Available with Spatial Analyst license.
This function allows you to overlay several rasters using a common measurement scale and weight each according to its importance.
All input rasters must be integer. A floating-point raster must first be converted to an integer raster before it can be used.
Each value class in an input raster is assigned a new value based on an evaluation scale. These new values are reclassifications of the original input raster values. A restricted value is used for areas you want to exclude from the analysis.

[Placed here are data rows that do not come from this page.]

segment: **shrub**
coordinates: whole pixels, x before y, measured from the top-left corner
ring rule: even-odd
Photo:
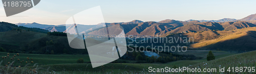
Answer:
[[[136,53],[136,52],[133,52],[133,56],[135,56],[135,57],[137,56],[137,53]]]
[[[0,48],[0,52],[6,52],[6,50],[5,50],[4,48],[1,47]]]
[[[52,51],[51,51],[51,54],[54,54],[54,52],[53,51],[53,50],[52,50]]]
[[[209,53],[207,54],[207,61],[215,59],[215,56],[214,56],[214,54],[212,53],[211,51],[209,51]]]
[[[142,60],[143,57],[140,55],[138,55],[135,58],[136,60]]]
[[[163,58],[161,56],[160,56],[158,58],[157,58],[157,62],[161,62]]]
[[[69,51],[68,51],[68,50],[64,48],[64,49],[63,50],[63,53],[68,54],[68,53]]]
[[[169,61],[172,61],[172,59],[170,59],[170,57],[166,57],[166,60],[168,61],[168,62],[169,62]]]
[[[76,63],[83,63],[83,59],[80,58],[76,61]]]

Each input raster is weighted according to its importance or its percent influence. The weight is a relative percentage, and the sum of the percent influence weights must equal 100. Influences are specified by integer values only. Decimal values are rounded down to the nearest integer.
Changing the evaluation scales or the percent influence can change the results of the weighted overlay analysis.
Weighted Overlay Table
The weighted overlay table consists of four parts:
Choose which extent should be used in the output raster:
Choose which cell size to use in the output raster. If all the input cell sizes are the same, all the options will yield the same results.
Learn more about weighted overlays
The Weighted Overlay function applies one of the most used approaches for overlay analysis to solve multicriteria problems such as site selection and suitability models. In a weighted overlay analysis, each of the general overlay analysis steps is followed. As with all overlay analysis, in weighted overlay analysis, you must define the problem, break the model into submodels, and identify the input layers.
Since the input criteria layers will be in different numbering systems with different ranges, to combine them in a single analysis, each cell for each criterion must be reclassified into a common preference scale such as 1 to 10, with 10 being the most favorable. An assigned preference on the common scale implies the phenomenon's preference for the criterion. The preference values are on a relative scale. That is, a preference value of 10 is twice as preferred as a preference value of 5.
The preference values should not only be assigned relative to each other within the layer but also have the same meaning between the layers. For example, if a location for one criterion is assigned a preference of 5, it will have the same influence on the phenomenon as a 5 in a second criterion.
In a simple housing suitability model, you may have three input criteria: slope, aspect, and distance to roads. The slopes are reclassed on a scale of 1 to 10, with the flatter being less costly; therefore, they are the most favorable and are assigned the higher values. As the slopes become steeper, they are assigned decreasing values, with the steepest slopes being assigned a 1. You do the same reclassification process to the 1-to-10 scale for aspect, with the more favorable aspects—in this case, the more southerly—being assigned the higher values. The same reclassification process is applied to the distance to roads criterion. The locations closer to the roads are more favorable since they are less costly to build on, because they have easier access to power and require shorter driveways. A location assigned a suitability value of 5 on the reclassed slope layer will be twice as costly to build on as a slope assigned a value of 10. A location assigned a suitability of 5 on the reclassed slope layer will have the same cost as a 5 assigned on the reclassed distance to roads layer.
Each of the criteria in the weighted overlay analysis may not be equal in importance. You can weight the important criteria more than the other criteria. For instance, in our sample housing suitability model, you might decide that because of long-term conservation purposes, the better aspects are more important than the short-term costs associated with the slope and distance to roads criteria. Therefore, you may weight the aspect values as twice as important as the slope and distance to roads criteria.
The input criteria are multiplied by the weights and then added together. For example, in the housing suitability model, aspect is multiplied by 2 and the three criteria are added together, or represented another way, (2 * aspect) + slope + distance to roads.
The final step of the overlay analysis process is to validate the model to make sure that what the model indicates is at a site is actually there. Once the model is validated, a site is selected and the house is built.
Using Restricted and NoData for the scale value
Setting a scale value to Restricted assigns a value to that cell in the output weighted overlay result that is the minimum value of the evaluation scale set, minus 1. If there are no inputs to Weighted Overlay with cells of NoData, you could use NoData as the scale value to exclude certain values. However, it is safest, and essential if you have NoData cells in any of your inputs, to use Restricted instead. Potentially, you could have a result from Weighted Overlay that contains cells of NoData that have come from one or more of the inputs (NoData on any input equals NoData in the result) and restricted areas that you purposely excluded. NoData and Restricted values should not be confused. Each serves a specific purpose. There may be areas of NoData where you don't know the value that are actually suitable areas. If you use NoData instead of Restricted to exclude certain cell values, and there is NoData in one or more inputs, you will not know if a cell of NoData means the area is restricted from use or whether there was no input data available in that location.
Take care using Restricted for the scale value when creating a cost surface. Since using Restricted gives a value to the cell that is the minimum value of the evaluation scale, minus 1, your restricted areas will appear to be given the lowest cost, when they are actually excluded from the analysis. Instead, you should assign a high cost or set the scale value to NoData for areas you want excluded from the analysis.